Researcher at Johns Hopkins Medicine have found a reliable and easy way to track the course of nasal polyps in chronic sinus disease. By tracking the levels of immune system white blood cells, or eosinophils, with the regrowth of polyps removed by surgery, they may soon be able to help patients.

The findings were reported online in the International Forum of Allergy & Rhinology. Eventually the simple blood test may be able to not only look for early growth of polyps in sinus disease, but to track disease progression and develop and monitor treatments for chronic rhinosinusitis with nasal polyposis. This is a common, but troublesome condition.

A simple blood test would provide an additional way to monitor disease progression.

According to Jean Kim, M.D., Ph.D., associate professor of otolaryngology-head and neck surgery at the Johns Hopkins University School of Medicine, “doctors don't have a single test or biomarker for detecting and tracking sinus-related diseases.”

According to the researcher, “A simple blood test would provide an additional way to monitor disease progression, in addition to endoscopies and CT scans for people with symptoms that may enable the ability to screen for sinus disease with nasal polyposis at a primary care facility.”
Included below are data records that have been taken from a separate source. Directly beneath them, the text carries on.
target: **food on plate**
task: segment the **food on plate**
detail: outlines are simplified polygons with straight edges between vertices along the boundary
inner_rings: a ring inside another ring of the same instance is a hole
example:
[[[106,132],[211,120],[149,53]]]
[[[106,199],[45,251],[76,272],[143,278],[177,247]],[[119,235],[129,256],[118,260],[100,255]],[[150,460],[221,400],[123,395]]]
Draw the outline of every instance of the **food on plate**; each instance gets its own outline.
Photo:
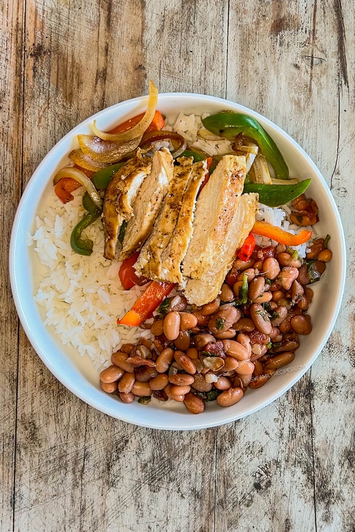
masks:
[[[151,82],[145,112],[78,136],[28,243],[45,323],[89,354],[103,390],[198,414],[292,362],[330,237],[311,180],[290,178],[255,119],[181,109],[171,123],[157,102]]]

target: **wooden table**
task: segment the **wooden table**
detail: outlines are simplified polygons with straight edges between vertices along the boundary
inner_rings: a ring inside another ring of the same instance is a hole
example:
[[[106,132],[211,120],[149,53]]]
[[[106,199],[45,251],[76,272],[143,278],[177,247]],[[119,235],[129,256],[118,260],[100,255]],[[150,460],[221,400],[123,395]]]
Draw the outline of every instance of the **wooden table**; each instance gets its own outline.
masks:
[[[351,0],[2,0],[0,530],[350,532],[354,517],[354,102]],[[22,190],[73,126],[161,92],[265,114],[331,187],[349,281],[321,355],[245,419],[158,432],[84,404],[19,327],[8,280]]]

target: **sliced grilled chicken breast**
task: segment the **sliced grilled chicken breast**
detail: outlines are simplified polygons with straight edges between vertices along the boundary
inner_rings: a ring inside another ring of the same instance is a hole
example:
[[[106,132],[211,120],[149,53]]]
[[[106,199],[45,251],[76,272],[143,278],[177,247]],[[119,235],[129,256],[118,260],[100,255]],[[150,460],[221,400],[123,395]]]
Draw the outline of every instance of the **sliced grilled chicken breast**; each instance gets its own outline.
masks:
[[[134,205],[133,214],[127,223],[119,259],[123,261],[140,250],[147,239],[162,202],[170,190],[174,160],[166,148],[153,156],[152,171],[143,181]]]
[[[184,277],[203,279],[213,269],[243,192],[245,175],[244,156],[225,155],[202,189],[183,263]]]
[[[161,278],[170,282],[183,282],[181,263],[192,235],[194,211],[197,193],[208,172],[207,161],[195,163],[184,194],[176,227],[161,255]]]
[[[107,187],[102,215],[105,259],[114,259],[120,227],[123,220],[131,218],[138,190],[151,168],[151,159],[138,153],[119,170]]]
[[[148,279],[161,280],[163,278],[162,256],[176,227],[184,193],[192,172],[192,157],[178,160],[180,165],[174,167],[170,192],[164,198],[151,234],[134,265],[137,274]]]
[[[217,297],[235,259],[236,251],[242,246],[253,228],[258,204],[257,194],[243,194],[238,198],[234,215],[220,243],[213,264],[202,279],[187,280],[184,294],[189,303],[205,305]]]

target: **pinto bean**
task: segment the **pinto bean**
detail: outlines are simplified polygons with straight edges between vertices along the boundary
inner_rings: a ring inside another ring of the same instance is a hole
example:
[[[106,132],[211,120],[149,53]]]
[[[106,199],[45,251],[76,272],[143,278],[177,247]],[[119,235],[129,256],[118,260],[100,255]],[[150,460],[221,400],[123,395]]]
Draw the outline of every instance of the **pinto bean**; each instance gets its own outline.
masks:
[[[214,383],[214,387],[218,390],[222,390],[224,392],[225,390],[229,390],[232,388],[232,381],[228,377],[221,376],[218,377],[217,383]]]
[[[174,340],[174,345],[180,351],[186,351],[189,347],[191,342],[190,335],[187,331],[180,331],[179,336]]]
[[[232,301],[234,299],[234,293],[229,285],[224,283],[222,285],[221,293],[219,294],[219,298],[224,302]]]
[[[255,327],[261,332],[270,334],[273,327],[269,315],[260,304],[253,303],[250,307],[250,315]]]
[[[280,266],[276,259],[270,257],[264,261],[262,271],[265,272],[267,279],[276,279],[280,273]]]
[[[189,373],[191,375],[196,373],[196,367],[191,359],[189,359],[183,351],[175,351],[174,359],[178,364],[180,364],[183,369],[184,369],[187,373]]]
[[[227,371],[232,371],[239,367],[240,362],[233,356],[226,356],[225,359],[225,365],[221,372],[225,373]]]
[[[132,391],[136,377],[133,373],[125,373],[118,383],[118,391],[129,394]]]
[[[175,394],[173,394],[171,392],[171,385],[170,384],[165,387],[165,388],[164,388],[164,391],[168,396],[169,399],[171,399],[172,401],[177,401],[178,403],[182,403],[183,401],[184,401],[184,395],[178,395]]]
[[[201,414],[205,409],[205,402],[201,397],[189,392],[185,396],[184,404],[192,414]]]
[[[136,381],[132,388],[131,393],[134,395],[137,395],[140,397],[146,397],[152,395],[152,389],[148,383],[137,383]]]
[[[255,261],[253,259],[250,259],[248,261],[242,261],[240,259],[237,259],[234,261],[233,268],[240,271],[244,271],[249,268],[251,268],[254,265]]]
[[[238,368],[237,373],[238,375],[243,375],[243,376],[244,375],[251,375],[254,367],[255,366],[252,362],[245,360]]]
[[[182,331],[189,330],[193,329],[197,325],[197,317],[189,312],[184,312],[180,314],[180,328]]]
[[[154,391],[162,390],[169,384],[168,376],[165,373],[160,373],[149,381],[149,386]]]
[[[244,332],[251,332],[255,329],[255,325],[250,318],[241,318],[236,323],[234,323],[233,329]]]
[[[201,373],[194,376],[194,382],[191,386],[197,392],[209,392],[212,389],[212,383],[207,383],[204,376]]]
[[[134,395],[133,393],[130,393],[129,394],[125,394],[122,392],[120,392],[119,394],[120,399],[123,403],[126,403],[127,404],[130,404],[134,401]]]
[[[308,276],[308,271],[307,270],[307,266],[301,267],[299,270],[297,280],[302,285],[302,286],[306,286],[306,285],[309,284],[310,279]]]
[[[151,327],[151,332],[152,334],[153,334],[154,336],[160,336],[163,331],[163,320],[158,320],[156,321],[154,321]]]
[[[272,319],[270,319],[271,324],[273,327],[277,327],[282,323],[282,322],[285,319],[287,315],[287,309],[284,306],[278,306],[277,308],[274,311]],[[270,335],[270,333],[269,332]]]
[[[170,391],[174,395],[186,395],[191,389],[191,386],[179,386],[172,385]]]
[[[248,296],[249,299],[254,300],[262,294],[265,286],[265,280],[263,277],[255,277],[249,285]]]
[[[234,340],[222,340],[224,351],[237,360],[246,360],[249,358],[250,354],[248,350],[238,342]]]
[[[330,250],[323,250],[318,255],[318,259],[323,262],[329,262],[332,256],[333,253]]]
[[[214,314],[218,310],[220,304],[219,298],[216,297],[211,303],[208,303],[207,305],[204,305],[200,312],[203,316],[211,316],[212,314]]]
[[[174,350],[167,347],[161,352],[155,362],[155,369],[158,373],[165,373],[172,362],[174,356]]]
[[[217,396],[217,401],[220,406],[231,406],[240,401],[243,395],[241,388],[230,388]]]
[[[134,368],[132,364],[126,362],[128,358],[128,355],[127,353],[121,353],[120,351],[117,351],[116,353],[113,353],[111,355],[111,361],[112,364],[118,366],[119,368],[127,371],[127,373],[134,373]]]
[[[168,340],[175,340],[180,332],[180,314],[176,311],[168,312],[163,323],[164,334]]]
[[[116,365],[111,365],[101,371],[100,380],[106,384],[114,383],[115,380],[120,379],[124,373],[123,370],[120,368],[118,368]]]
[[[285,266],[283,268],[278,277],[281,285],[285,290],[290,290],[292,283],[299,276],[299,271],[293,266]]]
[[[113,394],[117,389],[117,381],[115,380],[113,383],[103,383],[100,380],[100,386],[101,389],[106,394]]]
[[[169,376],[169,383],[177,386],[190,386],[193,384],[194,380],[193,375],[187,375],[186,373],[177,373],[175,375]]]
[[[284,351],[278,355],[271,356],[264,364],[265,369],[277,369],[292,362],[295,358],[294,351]]]
[[[214,338],[218,338],[219,340],[225,340],[229,339],[232,338],[234,338],[236,334],[237,334],[236,331],[234,329],[228,329],[226,331],[224,331],[223,332],[214,333]]]
[[[290,320],[292,329],[298,334],[307,335],[312,330],[312,326],[307,316],[293,316]]]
The researcher added that a specialist would need to confirm the presence of nasal and sinus polyps using a nasal endoscopy and/or CT scan. Kim also stated that the research does not show whether rising numbers of eosinophils can actually predict the size of nasal polyps.

About 29 million people in the U.S. suffer from chronic rhinosinusitis.

Chronic rhinosinusitis is a chronic state of inflammation and swelling of the sinus and nasal passages. Eventually, patients develop teardrop-shaped growths of unhealthy sinus and nasal tissue, called polyps that lead to severe inflammation, congestion, drippy postnasal discharge and excessive mucus. This sometimes leads to worsening asthma or asthma-like symptoms.